Reserves

Reserves; whys and wherefores


In addition to annual income, Carlops Church has financial reserves with a current value of about £56,000. This seems substantial and people might say, “Why worry about income – we have reserves?” or, “The reserves can cover deficits on annual budget.” No, actually! This article describes the role of our reserves.


The reserves are held as £26,000 cash, plus investments in the Church of Scotland Investors Trust, currently worth about £30,000. This balances the safety of cash deposits and the higher returns obtainable in the long-term from the stock market.  The reserves derive largely from the sale of Carlops manse in 1968. They are a once-only benefit; no such future resource is foreseeable.


The reserves have two main purposes: to cover major expenditure (planned and emergency) on the church and our shared manse; and to smooth cash flow between income and expenditure on the current account.


First – addressing major expenses which cannot be met from one year’s income. Refurbishment is an example; we raised funds for it, but cash reserves were used as a temporary bridge between payments due for work done and grants secured, but received only upon completion, and donations promised, but paid in instalments over some months.  Reserves would also pay for emergency work not covered by insurance, and for upgrades required by new regulations; for example, the linkage recently invested significantly to upgrade the manse.  Without the capacity to meet such occasional, large and unavoidable expenses, our church would face severe financial difficulties.

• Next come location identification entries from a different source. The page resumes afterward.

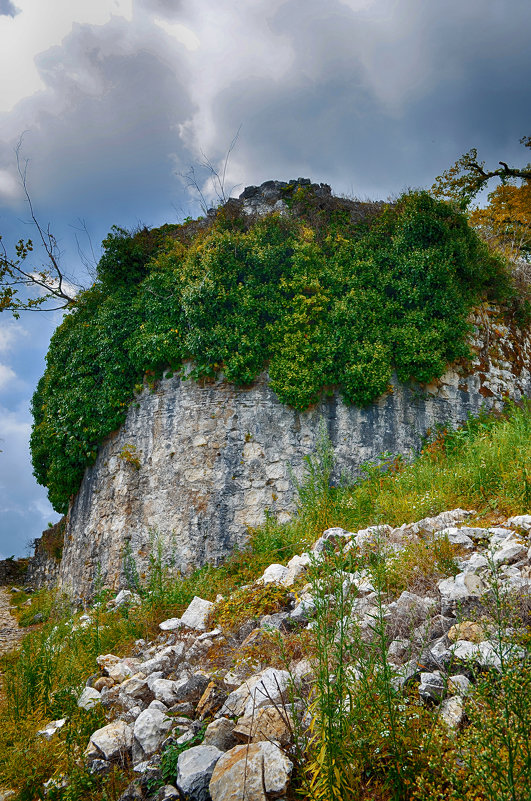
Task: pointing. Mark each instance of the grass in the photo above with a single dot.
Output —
(369, 740)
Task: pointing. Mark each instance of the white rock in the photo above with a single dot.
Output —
(260, 690)
(474, 563)
(89, 698)
(151, 728)
(440, 521)
(297, 566)
(172, 624)
(197, 614)
(455, 536)
(486, 653)
(431, 686)
(126, 597)
(273, 574)
(168, 793)
(329, 538)
(304, 610)
(410, 603)
(120, 672)
(398, 649)
(158, 705)
(219, 733)
(459, 684)
(255, 772)
(498, 534)
(194, 771)
(105, 661)
(111, 742)
(509, 551)
(451, 711)
(51, 728)
(164, 690)
(520, 521)
(462, 586)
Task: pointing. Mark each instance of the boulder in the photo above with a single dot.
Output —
(268, 723)
(460, 590)
(51, 728)
(520, 521)
(197, 613)
(431, 687)
(191, 690)
(150, 729)
(137, 687)
(509, 551)
(467, 630)
(256, 772)
(211, 701)
(126, 597)
(220, 734)
(260, 690)
(329, 539)
(89, 698)
(297, 566)
(165, 690)
(172, 624)
(101, 682)
(112, 742)
(486, 654)
(274, 574)
(431, 524)
(194, 771)
(105, 661)
(459, 685)
(168, 793)
(455, 536)
(303, 611)
(451, 712)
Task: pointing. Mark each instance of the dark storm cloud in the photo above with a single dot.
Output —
(8, 9)
(371, 96)
(385, 97)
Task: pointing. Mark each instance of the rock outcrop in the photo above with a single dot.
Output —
(210, 458)
(437, 658)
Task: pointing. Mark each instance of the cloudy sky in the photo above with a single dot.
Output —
(115, 99)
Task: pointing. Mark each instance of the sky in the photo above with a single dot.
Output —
(116, 99)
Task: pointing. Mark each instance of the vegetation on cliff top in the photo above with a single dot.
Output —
(317, 299)
(379, 741)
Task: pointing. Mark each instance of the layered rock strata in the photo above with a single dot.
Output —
(196, 464)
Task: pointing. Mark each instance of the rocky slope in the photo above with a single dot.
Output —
(196, 464)
(235, 720)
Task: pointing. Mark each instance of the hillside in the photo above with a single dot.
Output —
(329, 660)
(321, 291)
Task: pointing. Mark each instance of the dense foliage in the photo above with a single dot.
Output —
(318, 303)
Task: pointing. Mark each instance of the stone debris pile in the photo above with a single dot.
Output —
(240, 724)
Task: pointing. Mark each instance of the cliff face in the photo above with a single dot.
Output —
(196, 464)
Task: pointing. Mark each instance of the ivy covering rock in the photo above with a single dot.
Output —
(321, 292)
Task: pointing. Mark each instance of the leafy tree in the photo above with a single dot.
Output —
(505, 223)
(19, 282)
(468, 176)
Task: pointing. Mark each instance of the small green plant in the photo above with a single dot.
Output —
(128, 453)
(172, 752)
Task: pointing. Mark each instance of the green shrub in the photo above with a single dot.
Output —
(318, 305)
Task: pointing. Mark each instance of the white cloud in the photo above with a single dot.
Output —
(9, 186)
(35, 29)
(179, 32)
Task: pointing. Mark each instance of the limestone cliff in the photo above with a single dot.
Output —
(196, 464)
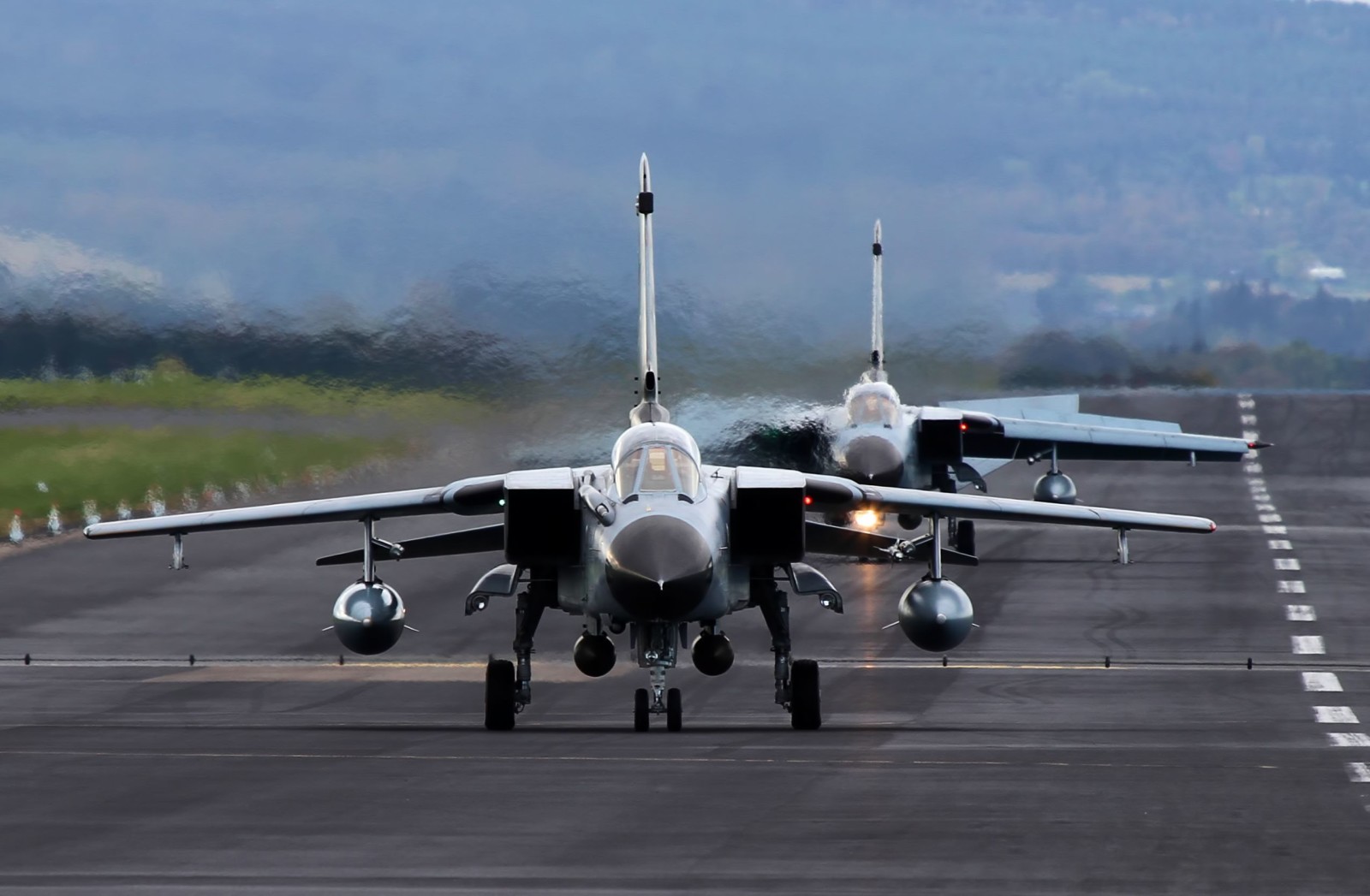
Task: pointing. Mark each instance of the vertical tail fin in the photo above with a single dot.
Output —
(648, 408)
(877, 312)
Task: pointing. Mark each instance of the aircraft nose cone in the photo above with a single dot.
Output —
(873, 460)
(659, 567)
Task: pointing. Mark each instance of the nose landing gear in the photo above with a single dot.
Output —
(657, 647)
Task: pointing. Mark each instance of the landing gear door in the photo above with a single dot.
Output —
(766, 515)
(541, 518)
(806, 579)
(940, 437)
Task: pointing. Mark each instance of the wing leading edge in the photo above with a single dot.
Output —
(480, 495)
(829, 492)
(1021, 428)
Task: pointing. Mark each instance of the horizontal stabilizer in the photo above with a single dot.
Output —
(447, 544)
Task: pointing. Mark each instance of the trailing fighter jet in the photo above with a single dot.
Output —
(876, 440)
(655, 543)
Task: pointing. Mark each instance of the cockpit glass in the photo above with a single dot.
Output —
(657, 469)
(872, 407)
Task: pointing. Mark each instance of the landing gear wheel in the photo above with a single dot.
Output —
(673, 710)
(641, 711)
(499, 695)
(966, 536)
(805, 710)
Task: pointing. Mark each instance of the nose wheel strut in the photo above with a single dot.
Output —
(657, 649)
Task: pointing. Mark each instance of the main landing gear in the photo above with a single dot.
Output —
(509, 685)
(796, 681)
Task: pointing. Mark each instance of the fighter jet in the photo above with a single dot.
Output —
(655, 543)
(874, 439)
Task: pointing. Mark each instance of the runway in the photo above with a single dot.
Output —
(1024, 766)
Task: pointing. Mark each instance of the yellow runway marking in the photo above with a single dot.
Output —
(736, 761)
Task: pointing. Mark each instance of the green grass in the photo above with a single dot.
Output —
(118, 463)
(170, 387)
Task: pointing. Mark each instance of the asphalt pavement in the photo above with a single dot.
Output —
(1099, 733)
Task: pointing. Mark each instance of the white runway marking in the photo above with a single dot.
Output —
(1307, 644)
(1335, 715)
(1321, 681)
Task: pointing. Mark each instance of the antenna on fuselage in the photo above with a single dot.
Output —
(877, 312)
(648, 410)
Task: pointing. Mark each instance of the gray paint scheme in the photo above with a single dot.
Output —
(655, 585)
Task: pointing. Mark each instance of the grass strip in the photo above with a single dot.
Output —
(171, 387)
(109, 465)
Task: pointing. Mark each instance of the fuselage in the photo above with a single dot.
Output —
(655, 535)
(874, 439)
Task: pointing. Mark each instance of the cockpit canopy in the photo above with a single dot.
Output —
(873, 403)
(655, 458)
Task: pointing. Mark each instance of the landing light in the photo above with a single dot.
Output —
(867, 519)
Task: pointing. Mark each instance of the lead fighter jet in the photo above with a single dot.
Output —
(876, 440)
(654, 542)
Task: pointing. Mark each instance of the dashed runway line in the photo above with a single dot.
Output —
(1321, 683)
(1335, 715)
(1306, 644)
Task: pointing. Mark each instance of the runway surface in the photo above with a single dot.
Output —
(1025, 766)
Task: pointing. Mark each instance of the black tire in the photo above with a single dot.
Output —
(673, 710)
(500, 706)
(641, 717)
(805, 706)
(966, 536)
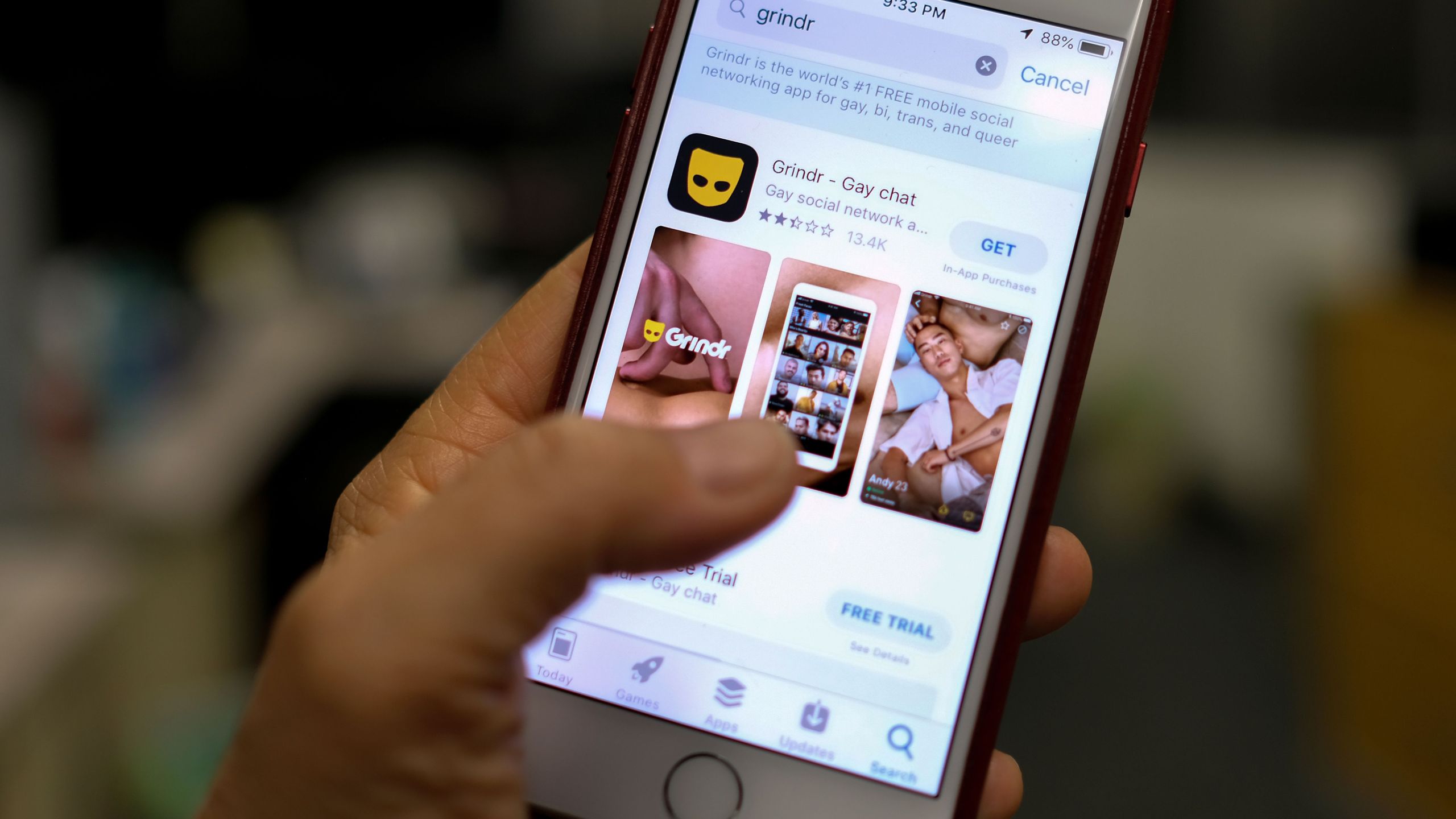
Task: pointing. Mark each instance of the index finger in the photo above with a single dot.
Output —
(501, 384)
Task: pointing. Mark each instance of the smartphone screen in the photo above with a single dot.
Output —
(813, 388)
(882, 197)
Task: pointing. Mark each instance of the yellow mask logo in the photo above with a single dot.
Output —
(713, 178)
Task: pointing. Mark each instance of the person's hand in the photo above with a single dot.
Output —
(669, 297)
(392, 682)
(414, 525)
(915, 325)
(935, 461)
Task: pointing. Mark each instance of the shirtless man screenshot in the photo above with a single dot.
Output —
(941, 432)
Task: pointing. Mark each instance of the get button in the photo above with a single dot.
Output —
(996, 247)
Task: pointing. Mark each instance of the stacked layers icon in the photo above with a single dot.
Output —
(730, 693)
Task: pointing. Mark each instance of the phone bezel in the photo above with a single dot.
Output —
(574, 744)
(820, 462)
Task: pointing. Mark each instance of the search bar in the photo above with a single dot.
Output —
(874, 40)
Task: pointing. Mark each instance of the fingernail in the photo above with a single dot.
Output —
(734, 457)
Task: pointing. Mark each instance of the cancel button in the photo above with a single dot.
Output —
(888, 621)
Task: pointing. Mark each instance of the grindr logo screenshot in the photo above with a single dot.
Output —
(713, 178)
(653, 331)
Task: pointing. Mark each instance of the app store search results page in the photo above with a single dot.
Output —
(858, 225)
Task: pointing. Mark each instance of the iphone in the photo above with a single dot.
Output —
(887, 225)
(813, 388)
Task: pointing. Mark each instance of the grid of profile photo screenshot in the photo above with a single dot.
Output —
(940, 435)
(814, 374)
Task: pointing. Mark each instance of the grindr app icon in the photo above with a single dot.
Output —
(713, 178)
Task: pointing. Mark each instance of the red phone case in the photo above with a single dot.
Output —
(1116, 208)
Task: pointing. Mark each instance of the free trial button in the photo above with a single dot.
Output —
(996, 247)
(890, 621)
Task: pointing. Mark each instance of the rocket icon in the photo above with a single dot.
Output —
(646, 669)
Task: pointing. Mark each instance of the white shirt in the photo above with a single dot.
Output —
(931, 424)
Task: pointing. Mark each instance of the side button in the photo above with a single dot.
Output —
(622, 140)
(647, 57)
(1138, 175)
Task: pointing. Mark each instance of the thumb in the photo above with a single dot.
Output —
(518, 541)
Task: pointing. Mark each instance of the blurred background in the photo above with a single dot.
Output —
(242, 239)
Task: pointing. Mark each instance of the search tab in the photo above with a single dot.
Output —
(864, 37)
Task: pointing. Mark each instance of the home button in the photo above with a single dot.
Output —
(702, 787)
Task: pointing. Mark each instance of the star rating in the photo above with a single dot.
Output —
(794, 222)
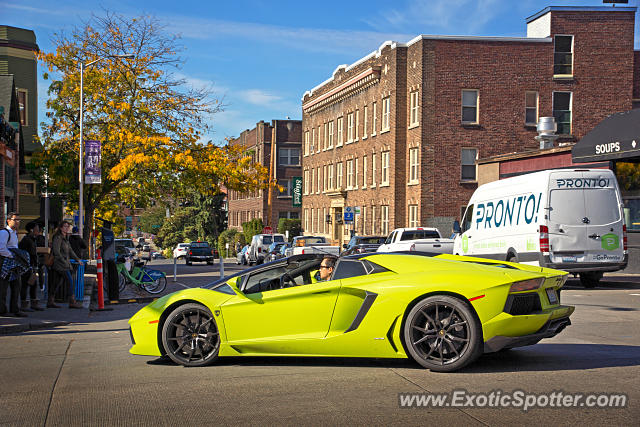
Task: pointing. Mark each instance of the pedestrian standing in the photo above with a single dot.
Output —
(62, 253)
(28, 244)
(8, 279)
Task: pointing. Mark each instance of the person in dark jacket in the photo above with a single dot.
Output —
(28, 244)
(62, 253)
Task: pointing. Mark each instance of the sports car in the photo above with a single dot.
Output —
(443, 311)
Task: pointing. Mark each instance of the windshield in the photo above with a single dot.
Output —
(371, 240)
(125, 242)
(199, 245)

Second – smoothing cash flow.  Income flow is uneven: weekly offerings; monthly or annual standing orders; quarterly tax refunds from Gift Aid; occasional fund-raising events.  Expenses however (eg, ministry, electricity, insurance), arise throughout the year.  Consider a current account empty at the start of the year – expenses would exceed income almost immediately.  Uneven cash-flow could place the church in debt during much of the year, even though it may have a small surplus at year end.  Temporary transfers from reserves keep us in credit.  Our church has no overdraft facility and is too small to risk being in debt at any point; the reserves are needed to resolve this.


So, the reserves are not a luxury, not a pot to dip into at will, but a resource with a clear purpose and a vital role in keeping our church healthy.